We entered the Office of Civil Affairs in Nanchang, Jiangxi, China on October 30, 2006. Two long years of waiting were over and we were going to finally be a family.
I had some idea what to expect when I walked through the door. I had spoken with a few families who had done this and I had seen a video of the process. What I thought was going to happen is that our group would be in a conference room. They would bring in the babies and call each family forward to be united with their child.
That is what I thought would happen. But in reality I can best describe it as crying and chaos, chaos and crying. Babies were crying. Parents were crying.
We walked into a large room and there were several groups of families waiting for their children. Nannies and babies sat on one side of the room. It seemed like no one was running the show.
I looked all over for Bunny. I had only seen a few pictures but I was sure I would recognize her. And I did. She was sitting on a nanny's lap staring out into a sea of unfamiliar faces. While some of the babies were crying, Bunny was not. She seemed nervous but calm.
I wanted to run to her, to grab her in my arms and never let go. But I couldn't. I had to wait my turn. Our guide located the orphanage director and they had to match the babies to the parents. Several other families in our group got their babies but we were still waiting.
Finally they called our name. Bubs manned the video camera and we handed our new camera to someone we didn't know. I walked up to the director and finally was able to hold Bunny in my arms. I just stared at her. She was so tiny and perfect.
She was wearing a bright yellow shirt and yellow pants with electric blue split pants. Most of the other babies from the orphanage were wearing the same thing. She was holding a stuffed bear that we had sent to her in a care package. It was the only familiar thing she had at that moment.

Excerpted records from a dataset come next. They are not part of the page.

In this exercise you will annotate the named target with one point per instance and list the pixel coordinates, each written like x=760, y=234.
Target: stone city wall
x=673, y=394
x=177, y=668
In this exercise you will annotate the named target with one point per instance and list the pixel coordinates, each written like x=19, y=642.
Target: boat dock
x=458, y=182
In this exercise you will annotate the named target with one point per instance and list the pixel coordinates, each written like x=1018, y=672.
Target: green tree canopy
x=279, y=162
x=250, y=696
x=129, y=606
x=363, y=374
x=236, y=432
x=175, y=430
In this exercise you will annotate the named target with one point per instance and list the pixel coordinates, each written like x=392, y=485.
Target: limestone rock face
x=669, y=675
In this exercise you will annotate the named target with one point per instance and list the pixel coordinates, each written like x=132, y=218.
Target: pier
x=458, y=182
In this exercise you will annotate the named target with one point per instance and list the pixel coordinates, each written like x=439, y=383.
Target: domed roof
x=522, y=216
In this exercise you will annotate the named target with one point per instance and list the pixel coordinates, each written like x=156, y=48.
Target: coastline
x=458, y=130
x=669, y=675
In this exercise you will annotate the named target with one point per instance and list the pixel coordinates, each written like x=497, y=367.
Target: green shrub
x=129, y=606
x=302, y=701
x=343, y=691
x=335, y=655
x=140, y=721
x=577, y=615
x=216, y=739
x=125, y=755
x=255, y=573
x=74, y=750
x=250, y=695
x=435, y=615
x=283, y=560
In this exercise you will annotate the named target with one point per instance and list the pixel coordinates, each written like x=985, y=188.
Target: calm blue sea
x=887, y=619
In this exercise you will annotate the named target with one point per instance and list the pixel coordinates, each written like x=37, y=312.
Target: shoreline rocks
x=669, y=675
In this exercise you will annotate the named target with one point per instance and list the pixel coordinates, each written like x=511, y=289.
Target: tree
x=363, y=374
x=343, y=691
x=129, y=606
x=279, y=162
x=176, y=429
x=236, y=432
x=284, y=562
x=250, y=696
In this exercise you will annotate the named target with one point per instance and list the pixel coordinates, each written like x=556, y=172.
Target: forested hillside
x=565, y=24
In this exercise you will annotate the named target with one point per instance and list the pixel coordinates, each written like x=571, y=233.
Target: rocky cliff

She was 9 1/2 months old. She had spent about six months living with a foster family. She went back to the orphanage when she was matched with us. She was leaving the only familiar home she had to go with these strangers. They didn't look like anyone she had seen before. They didn't sound like anything she was used to. She could not have understood what was happening to her but she really didn't cry.
Being first time parents we had no idea what to do. We had brought bottles from the US and we were given formula and rice cereal when we arrived in China. But of course we didn't bring any of this with us. We only brought a bowl of Cheerios. It wasn't enough. She had left the orphanage early in the morning and traveled for 3 hours on a bus. She was tired and hungry and her new parents didn't have any food for her. Poor girl.
But we were finally together. We were finally a family. We would figure this all out together. We would figure out what it meant to be her parents. She would figure out what it meant to be our daughter. What it meant to be our forever family.